When grandchildren and grandparents live far away from one another, they have to work a little harder to maintain a strong relationship. Here are some ideas for nurturing this important bond, long-distance.Phone.
Plan a regularly scheduled phone time each week, such as Saturday mornings or Sunday nights. That way, phone calls are for updates, not crises. A speaker phone allows for conversation between several family members. As conversations with very young children are usually one-sided, grandparents can try singing or telling a story. Avoid asking "yes and no" questions. Instead try open-ended questions, like "Tell me about…" Put grandparents’ phone numbers on a push button on the phone, so young children can call anytime they feel like a chat. For older children, grandparents might schedule a call to just one grandchild at a time and not just for a birthday or special occasion.

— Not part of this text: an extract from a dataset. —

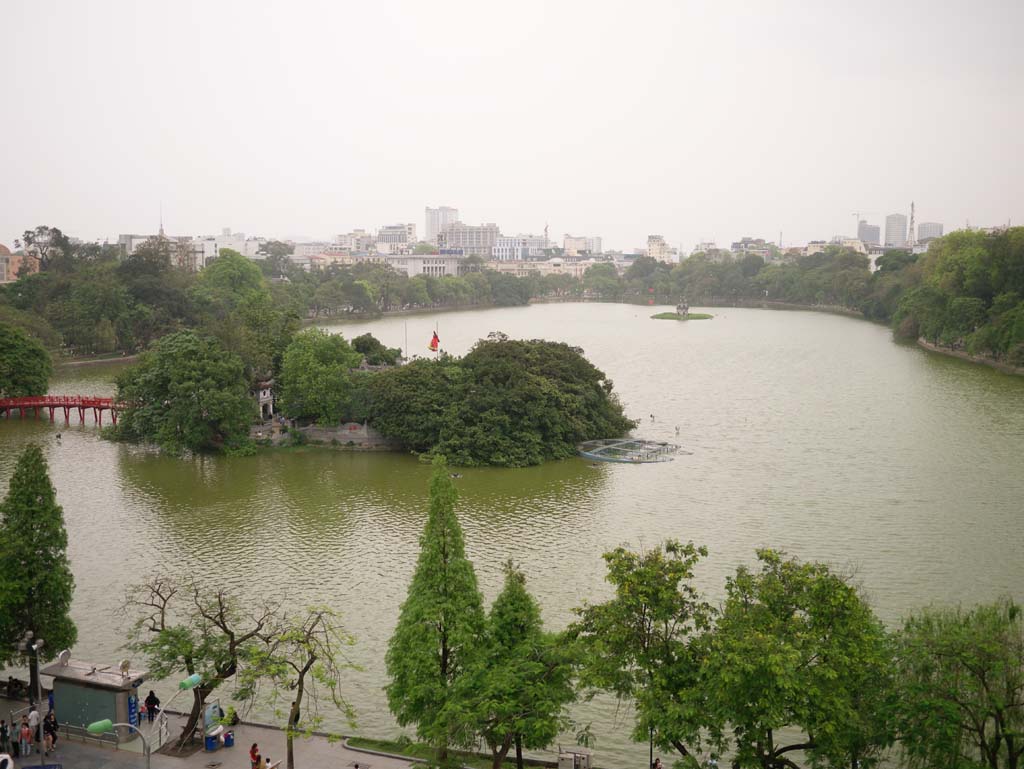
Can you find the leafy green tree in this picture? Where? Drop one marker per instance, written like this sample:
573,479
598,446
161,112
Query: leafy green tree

Mail. Young children love receiving mail so frequent postcards, letters, cards, and packages are always welcome. Supply grandchildren with stamped, addressed envelopes for easy return mail. An Illinois grandmother sends a subscription to a children’s magazine to her granddaughter in Michigan. The three year old proudly brings past issues out whenever her grandmother visits. And the magazine's arrival is always a reminder of Nana. One grandfather knows his grandson’s passion is baseball, so he sends him appropriate articles, books and other items of interest on that subject regularly. Make letters fun by writing in secret code. Communicating by e-mail with older kids is a quick and easy way to keep in touch. For those grandparents who don’t know how, it’s worth learning (maybe your grandchild can teach you!).
Photos. Have photos of grandparents readily available. Indestructible photo albums can hold pictures for frequent viewing by young children. Display photos of grandparents in children’s rooms. One Philadelphia toddler, following the format in "Good Night, Moon," says goodnight to everything in his room each night—including a photo of his grandparents.
Audio tapes. Grandparents can sing, tell jokes, play a musical instrument, tell a story (how about when Mom or Dad was little?) or read a book aloud on tape to the delight of grandchildren miles away.
Videos. Exchange videos frequently. An annual videotape of all the best clips of the year makes a great gift for grandparents. Grandparents can send a video tour of their home before a visit or one showing highlights of their last visit.
Visits. Take part in each others’ everyday routines—grandparents visit their grandchild’s school; grandchildren do errands or visit Grandma at work. Have a special place in the grandparents’ house just for the grandchildren. A shelf, drawer, closet or room can hold age-appropriate toys, both new and those used by the child’s parent. Rituals are important in cementing relationships. Whenever an Arizona grandmother gets together with her Illinois grandchildren, they always make banana splits!